Moreover, the high similarity of RKHS and RR-BLUP suggest that either (i) non-additive, epistatic genetic effects are not present, (ii) these are so small that they are negligible in WGP for the investigated traits, or (iii) RKHS regression is unable to capture them. In either case, for prediction purposes RKHS does not seem to yield any advancements over RR-BLUP for situations comparable to our germplasm and traits. Dominance, as another source of non-additive genetic, effects cannot be present in the inbred lines investigated in this study. For predicting heterozygeous F1 maize hybrids, however, it has been shown that modeling dominance effects can result in higher prediction accuracies .
Although BayesB reached for 5 of the 6 traits a higher prediction accuracy than the worst model, we cannot recommend it because of the excessively larger computation time and the negliable differences in prediction accuracies compared with RR-BLUP in case of the metabolites as the result of probably only sampling error.
We found the approach to partition genetic variance over chromosomes useful for guiding the breeder which WGP model to prefer in the case of little or no prior knowledge on the genetic architecture.

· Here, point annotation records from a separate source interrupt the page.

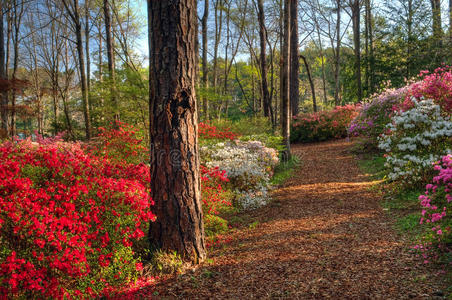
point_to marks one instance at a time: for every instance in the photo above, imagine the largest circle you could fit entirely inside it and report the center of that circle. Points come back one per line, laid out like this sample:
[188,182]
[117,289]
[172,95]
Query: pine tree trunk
[4,94]
[294,58]
[356,14]
[285,111]
[175,184]
[111,60]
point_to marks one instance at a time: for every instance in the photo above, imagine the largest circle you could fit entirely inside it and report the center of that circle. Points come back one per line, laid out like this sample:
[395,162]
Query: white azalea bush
[415,140]
[249,166]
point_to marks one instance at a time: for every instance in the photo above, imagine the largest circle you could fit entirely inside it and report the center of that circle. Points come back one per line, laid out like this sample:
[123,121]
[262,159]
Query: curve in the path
[323,236]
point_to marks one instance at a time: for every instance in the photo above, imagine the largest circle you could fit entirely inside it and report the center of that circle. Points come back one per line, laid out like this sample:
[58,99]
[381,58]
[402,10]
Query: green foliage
[214,225]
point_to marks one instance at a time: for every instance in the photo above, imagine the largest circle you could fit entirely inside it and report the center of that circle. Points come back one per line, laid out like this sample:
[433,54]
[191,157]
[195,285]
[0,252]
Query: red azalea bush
[323,125]
[119,142]
[436,205]
[68,220]
[209,132]
[212,181]
[436,86]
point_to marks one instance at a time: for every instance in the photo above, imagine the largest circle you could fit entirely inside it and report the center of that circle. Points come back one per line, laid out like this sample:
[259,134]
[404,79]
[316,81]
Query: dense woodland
[75,66]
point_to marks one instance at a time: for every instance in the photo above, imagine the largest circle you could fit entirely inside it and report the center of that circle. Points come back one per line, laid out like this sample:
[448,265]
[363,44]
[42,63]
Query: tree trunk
[337,60]
[371,49]
[437,28]
[311,83]
[285,112]
[294,58]
[356,14]
[205,78]
[450,22]
[88,58]
[175,184]
[263,59]
[111,60]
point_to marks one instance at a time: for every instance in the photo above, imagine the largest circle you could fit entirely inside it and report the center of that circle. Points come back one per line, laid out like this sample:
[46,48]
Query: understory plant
[414,140]
[68,221]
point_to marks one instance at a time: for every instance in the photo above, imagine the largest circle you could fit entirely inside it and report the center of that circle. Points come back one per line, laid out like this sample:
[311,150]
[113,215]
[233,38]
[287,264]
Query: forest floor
[324,235]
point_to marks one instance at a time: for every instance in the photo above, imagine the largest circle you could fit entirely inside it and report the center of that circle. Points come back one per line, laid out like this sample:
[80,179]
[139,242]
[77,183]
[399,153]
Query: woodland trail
[323,236]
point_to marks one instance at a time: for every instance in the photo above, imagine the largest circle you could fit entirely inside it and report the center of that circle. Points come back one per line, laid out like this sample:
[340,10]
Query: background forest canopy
[77,65]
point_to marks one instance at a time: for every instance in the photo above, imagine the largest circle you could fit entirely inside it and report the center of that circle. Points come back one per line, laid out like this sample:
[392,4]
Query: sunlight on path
[323,236]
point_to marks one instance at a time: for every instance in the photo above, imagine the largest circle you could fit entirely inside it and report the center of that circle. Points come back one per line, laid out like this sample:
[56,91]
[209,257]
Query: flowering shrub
[248,165]
[212,181]
[68,220]
[436,205]
[322,125]
[209,132]
[436,86]
[414,140]
[376,114]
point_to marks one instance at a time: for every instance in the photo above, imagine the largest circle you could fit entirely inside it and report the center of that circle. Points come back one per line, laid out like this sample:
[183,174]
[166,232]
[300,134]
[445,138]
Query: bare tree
[205,78]
[73,10]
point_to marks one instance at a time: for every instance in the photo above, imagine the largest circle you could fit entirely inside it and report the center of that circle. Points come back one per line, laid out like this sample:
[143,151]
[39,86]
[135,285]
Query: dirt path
[324,236]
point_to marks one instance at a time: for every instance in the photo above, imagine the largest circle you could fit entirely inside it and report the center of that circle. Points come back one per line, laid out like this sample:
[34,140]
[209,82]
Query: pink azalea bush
[436,205]
[68,221]
[323,125]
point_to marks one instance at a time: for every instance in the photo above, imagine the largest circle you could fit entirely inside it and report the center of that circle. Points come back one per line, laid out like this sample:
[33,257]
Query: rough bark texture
[175,181]
[110,58]
[294,58]
[285,105]
[337,60]
[436,13]
[205,78]
[263,59]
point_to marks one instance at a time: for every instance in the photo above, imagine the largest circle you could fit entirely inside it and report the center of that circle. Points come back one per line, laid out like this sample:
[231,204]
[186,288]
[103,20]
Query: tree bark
[294,58]
[356,16]
[285,111]
[175,184]
[205,78]
[437,28]
[4,112]
[111,60]
[74,14]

Whereas for the agronomic traits an approximately linear increase of cumulative explained genetic variance matched with a superiority of the L
2 penalty (RR-BLUP), the L
1penalty (LASSO) or a mixture of both penalties (elastic net) performed better in the case of the metabolites with a strong convex curve curvature (Figure 2A). Although for dry matter yield and plant height, barely significant association signals with a proportion of explained genetic variance <9% led to a chromosomal genetic variance slightly above the range expected from length of the chromosome (Figure 2B), these effects were too small to justify the use of the elastic net or LASSO.

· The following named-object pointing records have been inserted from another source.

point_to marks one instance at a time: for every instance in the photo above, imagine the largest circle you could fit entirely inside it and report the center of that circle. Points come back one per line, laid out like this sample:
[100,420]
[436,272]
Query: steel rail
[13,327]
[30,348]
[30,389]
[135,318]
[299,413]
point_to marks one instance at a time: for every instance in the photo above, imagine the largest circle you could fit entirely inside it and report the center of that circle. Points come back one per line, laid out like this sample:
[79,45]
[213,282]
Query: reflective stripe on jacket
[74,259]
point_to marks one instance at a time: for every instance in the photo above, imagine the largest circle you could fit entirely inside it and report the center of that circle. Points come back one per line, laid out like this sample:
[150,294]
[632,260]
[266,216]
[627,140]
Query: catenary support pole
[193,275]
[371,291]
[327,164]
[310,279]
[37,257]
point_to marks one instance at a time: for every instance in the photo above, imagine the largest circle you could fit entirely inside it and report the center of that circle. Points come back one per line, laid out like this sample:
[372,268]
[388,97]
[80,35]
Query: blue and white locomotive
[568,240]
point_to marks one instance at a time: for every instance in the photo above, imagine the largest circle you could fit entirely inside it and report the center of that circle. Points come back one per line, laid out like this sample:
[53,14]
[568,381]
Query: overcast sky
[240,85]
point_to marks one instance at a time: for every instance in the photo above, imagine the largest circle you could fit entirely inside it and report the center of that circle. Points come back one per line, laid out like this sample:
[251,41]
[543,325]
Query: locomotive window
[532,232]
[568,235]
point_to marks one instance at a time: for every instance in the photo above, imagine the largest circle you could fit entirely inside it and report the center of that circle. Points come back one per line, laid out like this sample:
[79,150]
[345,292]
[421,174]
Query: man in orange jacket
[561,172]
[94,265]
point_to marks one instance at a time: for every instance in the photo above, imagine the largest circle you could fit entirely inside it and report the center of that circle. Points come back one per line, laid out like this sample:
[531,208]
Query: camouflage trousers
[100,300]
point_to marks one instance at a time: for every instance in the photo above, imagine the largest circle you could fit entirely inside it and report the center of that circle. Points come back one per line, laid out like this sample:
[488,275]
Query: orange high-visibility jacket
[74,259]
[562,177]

As an alternative to this approach, Hayes et al. estimated successively the genetic variance explained by each chromosome segment and compared it with the genetic variance captured by the remaining part of the genome. To correct for the non-independence of neighbouring segments, they applied a bias correction using an expectation maximization (EM) algorithm. Such a correction is not necessary if the variance components for all chromosomes are estimated simultaneously as applied in this study; this is a further advantage besides its straightforward implementation using standard mixed model software packages such as ASReml.